6.6e-24,9.8e-16,23.18045606445813,641897,109.65804469295703,89,1,390,"ref|NM_001013372.2| Mus musculus neural regeneration protein (Nrp), mRNA",64,+,89,389,ref|XP_005212262.1| PREDICTED: DNA oxidative demethylase ALKBH1 isoform X1 [Bos taurus],0,+,241.0
5.4e-194,4.4e-165,193.26760624017703,719314,605.7589445367834,313,0,331,"ref|NM_207235.1| Mus musculus olfactory receptor 358 (Olfr358), mRNA",0,+,313,313,ref|XP_607965.3| PREDICTED: olfactory receptor 1361 [Bos taurus],0,+,1365.0
2.8e-188,5e-160,187.5528419686578,423289,588.9868500580775,307,0,323,"ref|NM_146368.1| Mus musculus olfactory receptor 361 (Olfr361), mRNA",0,+,307,313,ref|XP_607965.3| PREDICTED: olfactory receptor 1361 [Bos taurus],0,+,1327.0
6.6e-183,5.6e-155,182.18045606445813,725159,572.2147555793716,307,0,318,"ref|NM_146622.1| Mus musculus olfactory receptor 360 (Olfr360), mRNA",0,+,307,313,ref|XP_607965.3| PREDICTED: olfactory receptor 1361 [Bos taurus],0,+,1289.0
5.4e-194,4.4e-165,193.26760624017703,719315,605.7589445367834,313,0,331,"ref|NM_207235.1| Mus musculus olfactory receptor 358 (Olfr358), mRNA",0,+,313,313,ref|XP_002691614.1| PREDICTED: olfactory receptor 1361 [Bos taurus],0,+,1365.0
2.8e-188,5e-160,187.5528419686578,423290,588.9868500580775,307,0,323,"ref|NM_146368.1| Mus musculus olfactory receptor 361 (Olfr361), mRNA",0,+,307,313,ref|XP_002691614.1| PREDICTED: olfactory receptor 1361 [Bos taurus],0,+,1327.0
6.6e-183,5.6e-155,182.18045606445813,725160,572.2147555793716,307,0,318,"ref|NM_146622.1| Mus musculus olfactory receptor 360 (Olfr360), mRNA",0,+,307,313,ref|XP_002691614.1| PREDICTED: olfactory receptor 1361 [Bos taurus],0,+,1289.0
4.8e-183,5.6e-155,182.3187587626244,373474,572.2147555793716,266,0,310,"ref|XR_001782298.1| PREDICTED: Mus musculus predicted gene 4786 (Gm4786), misc_RNA",29,+,266,266,ref|NP_001035610.1| 60S ribosomal protein L7a [Bos taurus],0,+,1289.0
3.2e-153,3.1e-138,152.4948500216801,643504,516.6020212552417,246,1,659,"ref|NR_003628.1| Mus musculus predicted gene 5766 (Gm5766), non-coding RNA",357,+,246,266,ref|NP_001035610.1| 60S ribosomal protein L7a [Bos taurus],0,+,1163.0

(note that you can scroll to the right within the text to see all the output.)

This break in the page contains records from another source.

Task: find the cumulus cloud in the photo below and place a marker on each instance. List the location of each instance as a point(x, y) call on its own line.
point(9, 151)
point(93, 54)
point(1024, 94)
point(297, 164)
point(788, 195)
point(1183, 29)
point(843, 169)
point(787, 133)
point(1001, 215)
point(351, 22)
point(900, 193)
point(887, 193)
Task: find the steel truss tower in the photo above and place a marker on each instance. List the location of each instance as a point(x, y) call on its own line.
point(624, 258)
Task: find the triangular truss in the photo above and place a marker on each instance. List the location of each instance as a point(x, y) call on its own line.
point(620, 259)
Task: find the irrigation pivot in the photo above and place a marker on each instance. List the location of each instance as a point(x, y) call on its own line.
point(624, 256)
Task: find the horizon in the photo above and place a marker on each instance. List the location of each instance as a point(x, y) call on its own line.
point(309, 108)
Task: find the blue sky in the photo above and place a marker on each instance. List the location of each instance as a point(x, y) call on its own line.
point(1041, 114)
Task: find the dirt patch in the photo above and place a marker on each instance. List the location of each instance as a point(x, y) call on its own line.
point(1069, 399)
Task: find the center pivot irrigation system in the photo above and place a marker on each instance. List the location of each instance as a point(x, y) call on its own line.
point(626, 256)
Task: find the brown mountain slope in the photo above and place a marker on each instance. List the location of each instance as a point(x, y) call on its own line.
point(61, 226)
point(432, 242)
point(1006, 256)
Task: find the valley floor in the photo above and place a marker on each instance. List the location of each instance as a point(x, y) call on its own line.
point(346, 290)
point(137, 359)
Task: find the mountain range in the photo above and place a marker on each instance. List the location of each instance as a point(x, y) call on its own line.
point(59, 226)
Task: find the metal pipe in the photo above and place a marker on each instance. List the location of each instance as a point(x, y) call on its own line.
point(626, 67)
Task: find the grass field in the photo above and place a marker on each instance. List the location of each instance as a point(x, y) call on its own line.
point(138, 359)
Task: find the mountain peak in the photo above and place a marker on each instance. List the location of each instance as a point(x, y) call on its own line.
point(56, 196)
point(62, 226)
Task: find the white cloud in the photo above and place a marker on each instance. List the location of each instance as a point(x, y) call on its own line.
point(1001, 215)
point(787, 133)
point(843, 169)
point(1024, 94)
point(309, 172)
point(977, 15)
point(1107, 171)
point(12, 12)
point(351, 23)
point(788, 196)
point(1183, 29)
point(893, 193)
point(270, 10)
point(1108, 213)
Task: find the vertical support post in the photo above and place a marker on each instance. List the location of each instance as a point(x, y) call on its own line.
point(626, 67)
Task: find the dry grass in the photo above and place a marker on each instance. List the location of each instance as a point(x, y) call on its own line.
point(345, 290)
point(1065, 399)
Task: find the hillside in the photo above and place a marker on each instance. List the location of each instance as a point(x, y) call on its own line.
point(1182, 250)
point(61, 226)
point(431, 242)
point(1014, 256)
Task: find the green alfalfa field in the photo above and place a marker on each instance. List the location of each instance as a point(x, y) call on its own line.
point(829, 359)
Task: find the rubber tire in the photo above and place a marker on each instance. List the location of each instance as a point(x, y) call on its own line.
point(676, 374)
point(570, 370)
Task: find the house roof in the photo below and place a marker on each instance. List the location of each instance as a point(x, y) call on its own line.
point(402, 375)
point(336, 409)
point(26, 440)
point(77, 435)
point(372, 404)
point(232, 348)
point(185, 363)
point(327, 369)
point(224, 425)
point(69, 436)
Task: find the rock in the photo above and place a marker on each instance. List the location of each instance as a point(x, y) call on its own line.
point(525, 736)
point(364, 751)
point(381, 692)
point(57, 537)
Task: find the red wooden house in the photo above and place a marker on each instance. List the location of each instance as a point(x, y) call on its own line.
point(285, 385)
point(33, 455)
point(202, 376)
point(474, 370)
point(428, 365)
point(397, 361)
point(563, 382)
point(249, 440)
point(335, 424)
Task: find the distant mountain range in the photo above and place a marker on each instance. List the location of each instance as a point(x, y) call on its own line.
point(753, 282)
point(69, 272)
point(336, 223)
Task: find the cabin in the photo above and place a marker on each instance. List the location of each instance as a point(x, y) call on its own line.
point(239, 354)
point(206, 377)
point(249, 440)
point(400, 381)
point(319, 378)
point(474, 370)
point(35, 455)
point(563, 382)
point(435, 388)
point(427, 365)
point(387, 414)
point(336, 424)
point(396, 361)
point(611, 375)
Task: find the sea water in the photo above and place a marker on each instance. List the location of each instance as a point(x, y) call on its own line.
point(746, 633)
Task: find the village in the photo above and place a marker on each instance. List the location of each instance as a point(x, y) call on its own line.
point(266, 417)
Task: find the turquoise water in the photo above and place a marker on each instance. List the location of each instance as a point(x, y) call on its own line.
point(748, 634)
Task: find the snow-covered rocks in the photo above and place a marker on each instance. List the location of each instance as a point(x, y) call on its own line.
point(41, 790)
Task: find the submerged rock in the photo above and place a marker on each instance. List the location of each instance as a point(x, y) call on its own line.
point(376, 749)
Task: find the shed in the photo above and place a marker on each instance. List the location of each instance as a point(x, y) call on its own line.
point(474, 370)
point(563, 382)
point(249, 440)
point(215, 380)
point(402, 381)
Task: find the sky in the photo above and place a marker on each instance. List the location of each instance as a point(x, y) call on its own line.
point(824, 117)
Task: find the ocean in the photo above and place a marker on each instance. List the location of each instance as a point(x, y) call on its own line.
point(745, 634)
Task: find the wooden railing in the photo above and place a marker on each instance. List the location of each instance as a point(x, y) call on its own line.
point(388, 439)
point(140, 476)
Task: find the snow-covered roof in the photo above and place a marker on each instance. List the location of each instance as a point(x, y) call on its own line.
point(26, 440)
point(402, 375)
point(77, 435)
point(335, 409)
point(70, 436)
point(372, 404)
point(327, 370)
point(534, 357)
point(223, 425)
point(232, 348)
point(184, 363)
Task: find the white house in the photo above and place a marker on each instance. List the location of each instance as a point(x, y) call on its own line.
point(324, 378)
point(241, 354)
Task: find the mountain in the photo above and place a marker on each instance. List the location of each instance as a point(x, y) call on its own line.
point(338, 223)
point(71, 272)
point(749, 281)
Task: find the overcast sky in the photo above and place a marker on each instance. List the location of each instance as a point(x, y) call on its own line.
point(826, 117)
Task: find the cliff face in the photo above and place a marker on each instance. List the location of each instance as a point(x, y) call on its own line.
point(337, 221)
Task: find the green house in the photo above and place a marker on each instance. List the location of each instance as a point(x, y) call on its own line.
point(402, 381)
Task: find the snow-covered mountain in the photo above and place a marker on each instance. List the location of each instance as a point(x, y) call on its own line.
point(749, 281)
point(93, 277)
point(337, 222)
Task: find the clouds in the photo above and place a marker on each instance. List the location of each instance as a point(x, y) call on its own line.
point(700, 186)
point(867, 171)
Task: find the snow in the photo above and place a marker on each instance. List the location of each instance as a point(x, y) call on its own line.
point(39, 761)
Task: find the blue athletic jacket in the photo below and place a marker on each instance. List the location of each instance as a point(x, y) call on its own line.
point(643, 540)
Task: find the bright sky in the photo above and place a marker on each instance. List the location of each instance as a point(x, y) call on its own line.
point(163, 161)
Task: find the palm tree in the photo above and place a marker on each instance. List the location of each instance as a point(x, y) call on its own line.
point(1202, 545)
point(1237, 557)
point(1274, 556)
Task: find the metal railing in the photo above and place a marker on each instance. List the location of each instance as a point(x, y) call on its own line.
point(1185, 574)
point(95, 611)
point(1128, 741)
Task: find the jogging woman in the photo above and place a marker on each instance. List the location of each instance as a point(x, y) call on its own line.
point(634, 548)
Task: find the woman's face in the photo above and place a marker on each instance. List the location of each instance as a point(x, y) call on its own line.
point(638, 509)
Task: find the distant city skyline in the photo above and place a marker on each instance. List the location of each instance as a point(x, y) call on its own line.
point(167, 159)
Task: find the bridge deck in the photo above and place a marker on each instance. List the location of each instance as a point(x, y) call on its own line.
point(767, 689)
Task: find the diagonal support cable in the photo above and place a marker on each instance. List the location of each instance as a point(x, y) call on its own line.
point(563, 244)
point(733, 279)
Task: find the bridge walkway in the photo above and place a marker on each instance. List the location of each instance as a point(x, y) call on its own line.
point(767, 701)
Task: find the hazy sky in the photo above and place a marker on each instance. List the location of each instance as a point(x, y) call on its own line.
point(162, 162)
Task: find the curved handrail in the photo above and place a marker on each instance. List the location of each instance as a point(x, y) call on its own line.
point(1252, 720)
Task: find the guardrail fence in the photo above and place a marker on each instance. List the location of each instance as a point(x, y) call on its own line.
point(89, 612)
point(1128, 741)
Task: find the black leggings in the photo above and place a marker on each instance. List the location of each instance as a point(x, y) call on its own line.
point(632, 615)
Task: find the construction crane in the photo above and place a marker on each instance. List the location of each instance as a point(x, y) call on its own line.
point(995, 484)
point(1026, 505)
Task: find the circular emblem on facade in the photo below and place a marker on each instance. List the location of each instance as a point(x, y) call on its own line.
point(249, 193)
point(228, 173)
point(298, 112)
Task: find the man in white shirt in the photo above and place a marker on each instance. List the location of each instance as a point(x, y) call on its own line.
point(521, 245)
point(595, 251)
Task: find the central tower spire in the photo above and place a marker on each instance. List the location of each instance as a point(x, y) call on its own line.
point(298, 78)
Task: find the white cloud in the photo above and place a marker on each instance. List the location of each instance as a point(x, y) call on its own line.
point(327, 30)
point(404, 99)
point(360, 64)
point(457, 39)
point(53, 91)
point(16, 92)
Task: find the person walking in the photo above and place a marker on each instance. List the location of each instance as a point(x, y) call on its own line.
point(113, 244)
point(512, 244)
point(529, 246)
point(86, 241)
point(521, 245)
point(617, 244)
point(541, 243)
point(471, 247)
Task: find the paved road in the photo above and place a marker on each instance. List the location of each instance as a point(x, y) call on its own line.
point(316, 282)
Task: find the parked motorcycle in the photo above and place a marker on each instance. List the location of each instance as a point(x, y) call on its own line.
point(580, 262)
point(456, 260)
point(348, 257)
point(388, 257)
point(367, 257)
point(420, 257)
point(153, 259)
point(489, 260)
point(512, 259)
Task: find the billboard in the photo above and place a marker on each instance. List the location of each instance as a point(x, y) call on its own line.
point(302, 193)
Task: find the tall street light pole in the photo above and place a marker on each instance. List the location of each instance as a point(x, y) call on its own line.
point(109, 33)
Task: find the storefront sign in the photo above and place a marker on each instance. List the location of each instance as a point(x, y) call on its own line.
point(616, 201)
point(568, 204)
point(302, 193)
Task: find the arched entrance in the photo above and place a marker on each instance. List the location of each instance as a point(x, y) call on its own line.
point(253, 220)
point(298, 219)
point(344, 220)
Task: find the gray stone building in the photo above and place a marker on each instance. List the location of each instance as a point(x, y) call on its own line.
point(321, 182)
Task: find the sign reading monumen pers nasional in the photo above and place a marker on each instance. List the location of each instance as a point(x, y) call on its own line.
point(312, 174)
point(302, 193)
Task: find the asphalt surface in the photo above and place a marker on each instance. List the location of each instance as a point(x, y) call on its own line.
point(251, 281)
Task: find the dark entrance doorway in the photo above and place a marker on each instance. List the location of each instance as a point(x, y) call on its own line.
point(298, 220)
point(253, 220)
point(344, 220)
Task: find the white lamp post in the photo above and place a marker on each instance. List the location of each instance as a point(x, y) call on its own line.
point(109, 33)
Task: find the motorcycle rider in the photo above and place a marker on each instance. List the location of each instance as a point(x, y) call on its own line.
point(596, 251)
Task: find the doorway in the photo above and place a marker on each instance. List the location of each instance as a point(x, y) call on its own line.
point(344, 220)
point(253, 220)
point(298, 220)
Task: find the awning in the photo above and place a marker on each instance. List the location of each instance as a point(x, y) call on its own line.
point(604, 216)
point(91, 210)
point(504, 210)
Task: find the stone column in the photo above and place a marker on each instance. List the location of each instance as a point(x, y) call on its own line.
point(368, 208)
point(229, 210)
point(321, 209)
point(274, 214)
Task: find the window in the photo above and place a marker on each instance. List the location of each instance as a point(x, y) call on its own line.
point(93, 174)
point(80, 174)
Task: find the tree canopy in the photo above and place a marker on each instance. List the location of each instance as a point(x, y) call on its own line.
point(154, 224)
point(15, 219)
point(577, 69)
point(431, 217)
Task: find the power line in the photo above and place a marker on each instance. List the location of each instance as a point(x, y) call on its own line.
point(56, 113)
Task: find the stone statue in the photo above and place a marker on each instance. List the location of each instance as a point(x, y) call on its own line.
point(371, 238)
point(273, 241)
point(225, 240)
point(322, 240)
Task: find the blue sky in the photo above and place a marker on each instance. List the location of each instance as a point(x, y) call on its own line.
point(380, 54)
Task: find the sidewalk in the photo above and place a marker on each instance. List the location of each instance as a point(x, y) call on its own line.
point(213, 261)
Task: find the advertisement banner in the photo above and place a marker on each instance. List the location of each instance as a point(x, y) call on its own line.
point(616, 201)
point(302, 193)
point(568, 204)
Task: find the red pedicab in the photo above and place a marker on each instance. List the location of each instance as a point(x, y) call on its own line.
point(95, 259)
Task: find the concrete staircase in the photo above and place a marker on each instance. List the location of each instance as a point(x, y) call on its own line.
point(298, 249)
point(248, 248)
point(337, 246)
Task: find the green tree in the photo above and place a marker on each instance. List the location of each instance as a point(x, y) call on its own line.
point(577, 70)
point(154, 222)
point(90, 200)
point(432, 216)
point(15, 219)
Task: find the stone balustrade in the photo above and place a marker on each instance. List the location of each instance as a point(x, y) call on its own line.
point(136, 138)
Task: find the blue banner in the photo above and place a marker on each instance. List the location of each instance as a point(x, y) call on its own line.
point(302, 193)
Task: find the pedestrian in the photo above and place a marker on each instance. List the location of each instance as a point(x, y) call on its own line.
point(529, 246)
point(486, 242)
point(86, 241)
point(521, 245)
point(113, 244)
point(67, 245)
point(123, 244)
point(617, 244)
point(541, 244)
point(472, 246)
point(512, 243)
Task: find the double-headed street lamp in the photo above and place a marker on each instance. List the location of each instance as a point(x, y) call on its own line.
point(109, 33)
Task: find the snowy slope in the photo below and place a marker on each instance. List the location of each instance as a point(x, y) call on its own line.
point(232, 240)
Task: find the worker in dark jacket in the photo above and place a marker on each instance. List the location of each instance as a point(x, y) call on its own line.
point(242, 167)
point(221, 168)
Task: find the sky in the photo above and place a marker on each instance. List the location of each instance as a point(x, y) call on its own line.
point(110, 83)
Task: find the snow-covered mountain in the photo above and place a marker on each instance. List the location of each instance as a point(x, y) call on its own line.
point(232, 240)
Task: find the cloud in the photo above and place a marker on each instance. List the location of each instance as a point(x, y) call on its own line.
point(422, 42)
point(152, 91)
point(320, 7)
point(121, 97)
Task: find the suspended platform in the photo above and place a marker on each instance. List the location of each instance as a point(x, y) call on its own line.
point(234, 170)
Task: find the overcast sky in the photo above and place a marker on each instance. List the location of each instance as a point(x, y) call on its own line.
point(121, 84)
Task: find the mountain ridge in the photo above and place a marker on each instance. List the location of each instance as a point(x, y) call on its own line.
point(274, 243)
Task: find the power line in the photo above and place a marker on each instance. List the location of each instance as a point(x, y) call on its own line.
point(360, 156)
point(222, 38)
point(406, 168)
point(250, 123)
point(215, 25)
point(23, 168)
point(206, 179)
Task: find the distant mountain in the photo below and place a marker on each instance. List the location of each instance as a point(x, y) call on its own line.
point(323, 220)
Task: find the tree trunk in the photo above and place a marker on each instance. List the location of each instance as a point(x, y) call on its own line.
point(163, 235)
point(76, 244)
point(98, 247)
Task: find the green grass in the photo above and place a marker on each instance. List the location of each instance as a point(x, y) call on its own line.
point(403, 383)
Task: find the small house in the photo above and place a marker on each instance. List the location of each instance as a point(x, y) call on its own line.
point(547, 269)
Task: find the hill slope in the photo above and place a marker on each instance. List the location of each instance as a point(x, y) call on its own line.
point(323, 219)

Here the columns are helpfully labeled, but it’s still kind of a mess to look at - we’ll look at in more detail in R, instead of using the command line. The key bits are the q_name_ and s_name column, which tell you which query and which subject sequences match each other.

How big is this file? Big! You can calculate how many lines are present by using the wc command, which will tell you how many lines, words, and characters are in the file:

  132901  2918423 39291181 mouse.1.rna.fna.gz.x.cow.faa.crbl.csv

(A precomputed version of this file is available for download here

Next we’re going to do some exploratory data analysis of this file using RStudio.

Some points for discussion

  • What evolutionary scenarios are there that complicate orthology and homology assignment?